The feeling that Greeks had taken yet another step towards the unknown was reflected in remarks by the head of the International Monetary Fund and the Greek president.
IMF chief Christine Lagarde openly referred to the possibility of Greece having to leave the eurozone, telling France 24 television Tuesday: “It is something that would be extremely expensive and would pose great risks but it is part of options that we must technically consider.”
And Greek President Carolos Papoulias said that Greeks were withdrawing savings from banks, at the rate of some 700 million euros ($894 million) on Monday alone.
Papoulias said Greek banks were in a very difficult predicament and that the central bank believed the situation “would worsen in the next two days” and risked turning into panic.

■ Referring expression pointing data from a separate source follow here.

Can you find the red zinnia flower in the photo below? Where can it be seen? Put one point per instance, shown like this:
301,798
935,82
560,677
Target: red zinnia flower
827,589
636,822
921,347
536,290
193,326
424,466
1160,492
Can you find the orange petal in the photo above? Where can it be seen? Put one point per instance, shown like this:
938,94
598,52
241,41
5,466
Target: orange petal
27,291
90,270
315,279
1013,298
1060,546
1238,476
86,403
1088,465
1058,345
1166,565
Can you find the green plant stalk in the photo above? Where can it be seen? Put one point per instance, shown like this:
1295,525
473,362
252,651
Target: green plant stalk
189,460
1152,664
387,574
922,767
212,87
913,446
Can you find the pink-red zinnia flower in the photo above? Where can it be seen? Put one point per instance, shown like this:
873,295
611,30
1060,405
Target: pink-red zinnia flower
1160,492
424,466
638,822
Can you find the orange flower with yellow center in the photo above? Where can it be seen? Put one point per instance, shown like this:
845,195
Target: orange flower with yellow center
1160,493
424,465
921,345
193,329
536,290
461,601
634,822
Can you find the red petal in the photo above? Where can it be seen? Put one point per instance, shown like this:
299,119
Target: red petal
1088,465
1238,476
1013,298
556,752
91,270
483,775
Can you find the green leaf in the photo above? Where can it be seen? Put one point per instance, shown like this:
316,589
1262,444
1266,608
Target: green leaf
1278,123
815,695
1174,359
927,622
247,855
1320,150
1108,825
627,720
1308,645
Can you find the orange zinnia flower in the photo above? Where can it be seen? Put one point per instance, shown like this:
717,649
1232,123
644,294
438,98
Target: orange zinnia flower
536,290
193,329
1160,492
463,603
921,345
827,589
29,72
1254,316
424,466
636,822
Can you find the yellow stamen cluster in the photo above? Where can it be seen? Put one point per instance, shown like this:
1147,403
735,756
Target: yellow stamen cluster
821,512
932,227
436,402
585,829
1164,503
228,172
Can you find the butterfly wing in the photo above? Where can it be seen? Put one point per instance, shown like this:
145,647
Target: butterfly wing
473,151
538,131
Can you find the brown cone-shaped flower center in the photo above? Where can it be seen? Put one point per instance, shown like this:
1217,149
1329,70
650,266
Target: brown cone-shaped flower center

The International Monetary Fund meanwhile heaped praise on radical reforms enacted in debt-burdened Italy by Prime Minister Mario Monti.
“The progress is really a model when considering progress across Europe,” IMF director for Europe Reza Moghadam told reporters in Rome after an annual assessment of the Italian economy.
The alarm stalking the streets of Greece, dealing room screens and and meetings among policymakers arises from the failure of Greek politicians to form a government and the calling of a new election in June.
Given the sudden rise of left-wing parties bent on tearing up the bailout deal, the central issue is whether Greeks will vote to reject conditions tied to a second debt rescue, or will vote in a government committed to enacting reforms.
At the close, London’s benchmark FTSE 100 index of top companies lost 0.60 percent to 5,405.25 points and in Frankfurt, the DAX 30 dropped 0.26 percent to 6,384.26 points.
But in Paris the CAC 40 gained 0.31 percent to 3,048.67 points after a largely successful bond auction by the French government, the first since Hollande took office.
Madrid sank 1.33 percent in volatile trade and Milan slipped 0.21 percent.
US stocks were higher, buoyed by figures showing a rebound in US industrial production and new home construction in April.
At around 1600 GMT, the Dow Jones Industrial Average added 0.32 percent, the S&P 500 rose 0.29 percent, while the tech-heavy Nasdaq was up 0.15 percent.
In Asia, stocks in Tokyo fell by 1.12 percent and Hong Kong shares slumped 3.19 percent.
The euro struck a four-month low point at $1.2681. It later pulled back to $1.2726, which compared with $1.2728 late in New York on Tuesday. The dollar firmed to 80.31 Japanaese yen from 80.23 yen on Tuesday.